- Country: United States
- Location: South Kohala, Hawaii County, Hawaii
- Coordinates: 19°59′15″N 155°45′56″W﻿ / ﻿19.98750°N 155.76556°W
- Status: Commissioned
- Commission date: 2017
- Decommission date: December 2010;
- Owner: Lalamilo Wind Company

Wind farm
- Type: Onshore
- Site usage: Pasture
- Site area: 0.2 mi^{2} (1 km^{2})
- Site elevation: 1,273 ft (388 m)

Power generation
- Nameplate capacity: 2.2 MW;

= Lalamilo Wells =

Wind farm in Hawaii

Lalamilo Wells is a wind farm on the island of Hawaii. It is located within the ahupuaʻa (ancient land division) called Lalamilo, between the coastal area known as Puako, Hawaii, and the inland towns of Waimea and Waikoloa Village, Hawaii.

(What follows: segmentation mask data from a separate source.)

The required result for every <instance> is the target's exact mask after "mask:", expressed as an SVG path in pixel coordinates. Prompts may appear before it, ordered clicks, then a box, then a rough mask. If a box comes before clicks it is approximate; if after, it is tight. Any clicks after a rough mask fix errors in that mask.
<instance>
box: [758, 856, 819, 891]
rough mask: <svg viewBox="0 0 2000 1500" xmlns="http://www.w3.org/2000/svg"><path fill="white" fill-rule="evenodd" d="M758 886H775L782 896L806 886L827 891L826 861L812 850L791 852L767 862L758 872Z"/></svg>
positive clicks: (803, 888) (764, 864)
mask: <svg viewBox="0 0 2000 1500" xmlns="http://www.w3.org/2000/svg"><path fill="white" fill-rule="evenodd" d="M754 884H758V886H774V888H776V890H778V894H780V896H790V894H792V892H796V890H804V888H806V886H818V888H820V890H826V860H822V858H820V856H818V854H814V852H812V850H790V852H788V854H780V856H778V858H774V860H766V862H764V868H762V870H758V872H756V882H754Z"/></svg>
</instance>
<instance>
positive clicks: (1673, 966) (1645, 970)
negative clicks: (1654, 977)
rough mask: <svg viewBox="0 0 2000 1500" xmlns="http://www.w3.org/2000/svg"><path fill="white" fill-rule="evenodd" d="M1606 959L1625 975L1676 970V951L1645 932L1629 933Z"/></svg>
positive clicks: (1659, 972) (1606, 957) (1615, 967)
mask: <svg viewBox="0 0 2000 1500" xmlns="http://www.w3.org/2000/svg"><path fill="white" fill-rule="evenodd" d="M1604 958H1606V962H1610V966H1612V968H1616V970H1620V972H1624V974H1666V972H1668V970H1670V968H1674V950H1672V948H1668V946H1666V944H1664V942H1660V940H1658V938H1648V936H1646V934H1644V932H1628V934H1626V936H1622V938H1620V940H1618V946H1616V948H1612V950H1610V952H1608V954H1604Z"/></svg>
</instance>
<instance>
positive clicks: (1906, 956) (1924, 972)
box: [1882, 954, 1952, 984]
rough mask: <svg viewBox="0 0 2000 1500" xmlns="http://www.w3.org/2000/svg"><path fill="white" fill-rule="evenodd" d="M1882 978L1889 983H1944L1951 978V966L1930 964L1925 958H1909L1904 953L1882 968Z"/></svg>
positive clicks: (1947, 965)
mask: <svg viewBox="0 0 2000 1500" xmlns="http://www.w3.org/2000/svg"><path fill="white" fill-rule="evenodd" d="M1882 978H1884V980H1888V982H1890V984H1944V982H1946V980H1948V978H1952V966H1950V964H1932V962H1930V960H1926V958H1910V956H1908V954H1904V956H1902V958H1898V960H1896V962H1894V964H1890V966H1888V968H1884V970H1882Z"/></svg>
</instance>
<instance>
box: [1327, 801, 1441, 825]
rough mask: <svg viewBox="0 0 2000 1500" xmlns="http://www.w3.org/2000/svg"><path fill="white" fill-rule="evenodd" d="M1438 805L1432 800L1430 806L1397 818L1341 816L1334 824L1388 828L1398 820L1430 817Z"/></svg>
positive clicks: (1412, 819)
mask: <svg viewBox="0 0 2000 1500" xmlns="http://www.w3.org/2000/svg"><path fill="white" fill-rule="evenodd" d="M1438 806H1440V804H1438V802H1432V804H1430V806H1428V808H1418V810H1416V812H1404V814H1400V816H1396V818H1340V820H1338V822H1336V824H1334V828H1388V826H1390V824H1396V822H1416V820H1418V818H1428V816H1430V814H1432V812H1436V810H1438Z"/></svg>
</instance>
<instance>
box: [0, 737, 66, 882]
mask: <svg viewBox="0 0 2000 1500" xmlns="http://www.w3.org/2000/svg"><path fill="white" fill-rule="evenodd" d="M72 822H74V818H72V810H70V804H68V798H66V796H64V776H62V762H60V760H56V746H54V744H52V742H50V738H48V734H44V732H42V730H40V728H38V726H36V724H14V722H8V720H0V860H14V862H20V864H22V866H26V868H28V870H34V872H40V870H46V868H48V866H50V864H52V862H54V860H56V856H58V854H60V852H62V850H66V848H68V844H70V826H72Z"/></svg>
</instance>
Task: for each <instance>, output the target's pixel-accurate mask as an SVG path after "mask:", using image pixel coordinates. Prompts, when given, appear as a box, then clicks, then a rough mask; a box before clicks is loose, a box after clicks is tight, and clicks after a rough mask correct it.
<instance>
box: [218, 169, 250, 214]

It was commissioned in 1985 with 39 17.5 kW Jacobs wind turbines and 81 20 kW Jacobs wind turbines, yielding a total capacity of 2.3 MW.

Starting in January 2006, the electric utility operating the wind farm, Hawaiian Electric Company (HELCO), operated a demonstration model of a grid-stabilizing unit, known as an Electronic Shock Absorber (ESA). This unit was designed to increase the stability of the island's grid, which has a relatively high penetration of wind energy, which is subject to rapid fluctuations. However, the unit was damaged in an earthquake in October 2006.

==Repowering==
By 2010 the turbines were antiquated; only two-thirds were still in operation. The farm was decommissioned that year in anticipation of replacing the turbines with more efficient modern models.

Lalamilo Wind Company was awarded the contract to repower and operate the wind farm. Five Vestas V47/660 kW turbines were installed and commissioned that together have a generating capacity of 3.3 MW. The power produced is primarily used to supply a set of nearby deep wells operated by Hawaii County Department of Water Services. The wind farm became operational in September 2017, but has since been mired in legal challenges with Hawaiian County DWS over the 2013 power purchase agreement.